It's good. It's genuinely, properly good. Despite being an outrageous boob show.
It's a sequel to Senran Kagura: Ninja Flash! (2013) and its boobier 2015 OVA sequel, but also more importantly the anime's just a spin-off from the larger Senran Kagura video game franchise. That might be part of my only real problem with this series. The show's building up to a finale of death and tragedy... and then there's not enough death. It's as if the franchise owners wanted all their toys put back in the box afterwards.
I'm not saying I wanted a bloodbath, but the story was clearly heading somewhere darker than it was allowed to go. SPOILER's survival is a blatant handwave, for instance.
At the same time, though, it's also a boobs-and-nipples riot. Forget the self-censored 2013 series. This is picking up where the anime left off in 2015 and going apeshit. We have nude ninja transformation sequences, more topless boob rock-scissors-paper, yet more Katsugari groping, clothes-exploding attacks and a kick to the stomach so hard that your bikini top falls off. Ep.4 has almost disturbing camera angles, then ep.5 has shots of almost the entire cast standing perfectly still while their boobs bounce vigorously.
"If you fall into the water, your swimsuit will become transparent."
"What, again?" (No, really. Something like that is in both ep.2 and ep.5.)
The series is ostensibly about a Ninja Tournament, although against all expectations that only lasts only one episode and is concluded before the halfway point. The tournament's battles include Naked Dodgeball, Naked Cavalry and Naked Pole Toppling. This is being streamed live online. One wonders if the streaming sites aren't the ones our heroines are imagining.
It's outrageous. It's an assault on taste and decency. This is funny. Mind you, I'd have been happier if they'd toned down Katsuragi's groping of her fellow ninja.
At the same time, though, we also have strong writing.

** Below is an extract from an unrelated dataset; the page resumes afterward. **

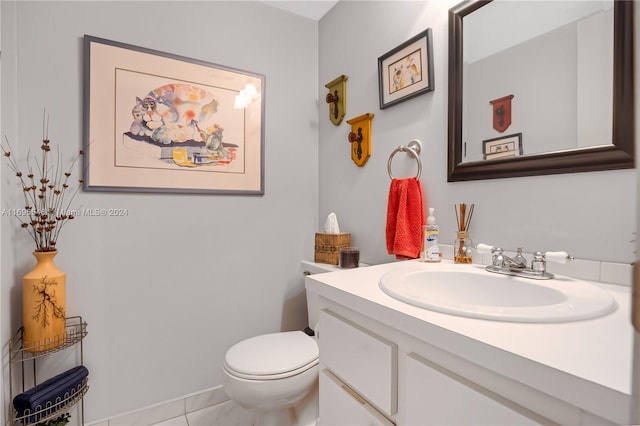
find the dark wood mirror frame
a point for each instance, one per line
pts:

It's about good vs. bad, with a startling number of family-unfriendly opinions and morals being voiced. It's easy to pay no attention in a booby show and let the more extreme dialogue slip past you, but seriously. The debates on the meaning of justice. "There are more important things in life than your beliefs." The lengths to which the characters take that old "light needs darkness" argument. "If justice goes too far, it becomes evil." "Eliminating evil is evil."

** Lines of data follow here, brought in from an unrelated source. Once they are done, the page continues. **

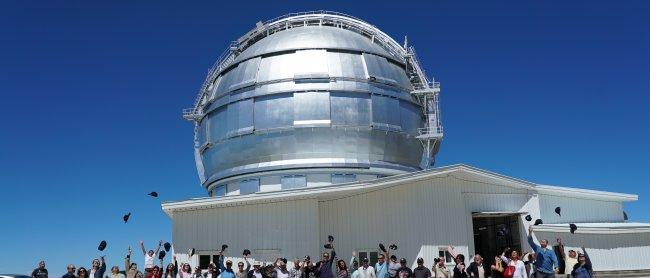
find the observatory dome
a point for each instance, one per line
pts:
(307, 100)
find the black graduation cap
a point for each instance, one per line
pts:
(102, 245)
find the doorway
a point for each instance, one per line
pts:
(493, 232)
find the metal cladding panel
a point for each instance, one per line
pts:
(290, 227)
(350, 109)
(274, 111)
(311, 108)
(313, 37)
(219, 124)
(420, 218)
(240, 117)
(608, 251)
(342, 64)
(383, 112)
(578, 210)
(410, 117)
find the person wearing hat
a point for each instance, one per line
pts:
(241, 272)
(131, 269)
(478, 268)
(98, 268)
(393, 266)
(381, 267)
(323, 268)
(226, 269)
(115, 272)
(583, 269)
(366, 271)
(40, 271)
(256, 272)
(212, 272)
(546, 264)
(403, 271)
(149, 257)
(570, 258)
(440, 269)
(421, 271)
(280, 265)
(296, 270)
(70, 273)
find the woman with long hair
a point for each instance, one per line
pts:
(515, 267)
(497, 267)
(172, 269)
(82, 272)
(342, 269)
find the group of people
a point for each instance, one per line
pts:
(540, 263)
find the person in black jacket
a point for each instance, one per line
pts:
(98, 268)
(40, 271)
(477, 266)
(70, 273)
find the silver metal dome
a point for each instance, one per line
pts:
(313, 99)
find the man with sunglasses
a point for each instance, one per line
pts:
(40, 271)
(70, 274)
(241, 272)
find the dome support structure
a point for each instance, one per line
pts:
(425, 91)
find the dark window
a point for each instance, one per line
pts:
(343, 178)
(293, 181)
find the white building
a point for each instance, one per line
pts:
(421, 212)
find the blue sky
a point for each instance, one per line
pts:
(91, 95)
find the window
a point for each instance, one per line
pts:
(343, 178)
(371, 255)
(293, 181)
(219, 191)
(442, 253)
(274, 111)
(350, 109)
(249, 186)
(311, 108)
(384, 114)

If you're paying attention to those debates, you might decide that they're either confused or disturbing. There's an argument to be made for both sides.
There are good and bad ninja, but by now they all get on quite well and are cool with the whole "evil" thing. There are puritan ninja, who can't tolerate any of all that. There are youma, who are spectral monsters from another dimension that everyone agrees should be exterminated on sight. Then, finally, there's Fubuki, who takes murderously conflicted loyalties to another level.
There's tragic backstory. This can be powerful, e.g. the scene of Yumi and her grandfather as her parents' funeral goes past. That said, though, I thought the flashback scene of Fubuki's parents in ep.11 was missing something in the production. It still packs a punch, but less glibness and more intense acting from the animated characters could have made it devastating.
Ep.1 lulls you into expecting the usual anime nonsense, although with hindsight its tonal journey reflects the series as a whole. (First half: good-natured fluff. Second half: moral debates, elimination and possible murder.) A ninja tournament, eh? The show then pulls its 2013 heroine into suicidal despair and has evil characters pushing everyone into the tournament while a good character orders everyone not to participate. Ep.5 feels like a season finale... and then the plot keeps getting more intense. Every villain has deep-rooted reasons for their actions. They're messed up. This is a series with multiple suicide pacts, in different forms. (Some are aborted, but not all.)
It ends strongly. The lack of death is a cop-out, but Fubuki makes it worth it. (Later episodes even tone down the nudity. Outrageous sleaze is funny, but there's a time and a place.)
The show's a keeper. But only if you're not offended by boobs.